Sheriff Greg Hamilton wanted more protection. He ordered water rescue kits for every deputy.
"This is the water rescue kit officers are issued,” explained Stroh. “Basically, it contains these three items. You've got a throw rope or throw bag, rescue rope, you have a personal floatation device for an officer to wear and this is called a rescue stick. This is kind of an interesting item because what you do is simply toss this to a person in the water. When it hits the water it self-inflates."
"Many times the patrol officer is going to be the first one on scene prior to the fire department,” said Stroh. “They're usually the one that calls the fire department. It's very important for them to be able to take some sort of action to save a life."

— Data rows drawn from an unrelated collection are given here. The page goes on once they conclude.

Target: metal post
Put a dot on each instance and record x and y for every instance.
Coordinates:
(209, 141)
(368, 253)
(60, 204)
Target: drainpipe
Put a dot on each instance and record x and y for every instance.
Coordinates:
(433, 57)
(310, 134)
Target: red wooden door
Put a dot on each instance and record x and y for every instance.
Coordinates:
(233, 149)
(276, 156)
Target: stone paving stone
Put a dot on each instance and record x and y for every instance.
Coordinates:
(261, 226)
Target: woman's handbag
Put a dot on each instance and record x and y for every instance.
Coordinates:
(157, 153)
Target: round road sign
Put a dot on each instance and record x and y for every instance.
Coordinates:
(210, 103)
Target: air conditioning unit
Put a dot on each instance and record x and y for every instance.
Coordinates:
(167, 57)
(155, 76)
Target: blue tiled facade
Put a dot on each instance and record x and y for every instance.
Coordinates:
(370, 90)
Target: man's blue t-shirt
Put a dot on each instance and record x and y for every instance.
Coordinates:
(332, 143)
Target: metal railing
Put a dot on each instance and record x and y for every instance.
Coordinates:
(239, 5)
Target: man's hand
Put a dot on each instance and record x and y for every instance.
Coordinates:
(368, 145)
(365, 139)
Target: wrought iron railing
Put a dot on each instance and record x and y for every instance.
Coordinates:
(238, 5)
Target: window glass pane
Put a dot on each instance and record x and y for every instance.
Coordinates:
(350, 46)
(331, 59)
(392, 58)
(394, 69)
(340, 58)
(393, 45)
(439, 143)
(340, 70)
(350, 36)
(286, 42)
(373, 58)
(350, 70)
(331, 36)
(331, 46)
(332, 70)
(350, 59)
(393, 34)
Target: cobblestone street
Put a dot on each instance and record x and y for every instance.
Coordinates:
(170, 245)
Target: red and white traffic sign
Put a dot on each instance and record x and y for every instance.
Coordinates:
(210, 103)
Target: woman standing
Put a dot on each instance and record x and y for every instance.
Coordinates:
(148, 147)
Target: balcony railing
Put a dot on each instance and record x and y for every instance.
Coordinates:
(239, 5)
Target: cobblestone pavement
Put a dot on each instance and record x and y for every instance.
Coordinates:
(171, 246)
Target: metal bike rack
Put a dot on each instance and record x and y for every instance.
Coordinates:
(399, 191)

To up the safety aspect even more Sheriff Hamilton is requiring deputies to wear the newly-issued life jackets throughout their shift when there is a threat of flash flooding.
"I think it gives the officers a greater since of confidence. For example, when they have this one it's simply a matter of pulling the cord to inflate it. If you don't need it you put it back in the kit when the threat is over with,” said Stroh.
Confident deputies, armed with proper rescue equipment is proof that even though she lost her life, Deputy Hollis will complete the mission she set out to that fateful night.
She will protect the community for years to come.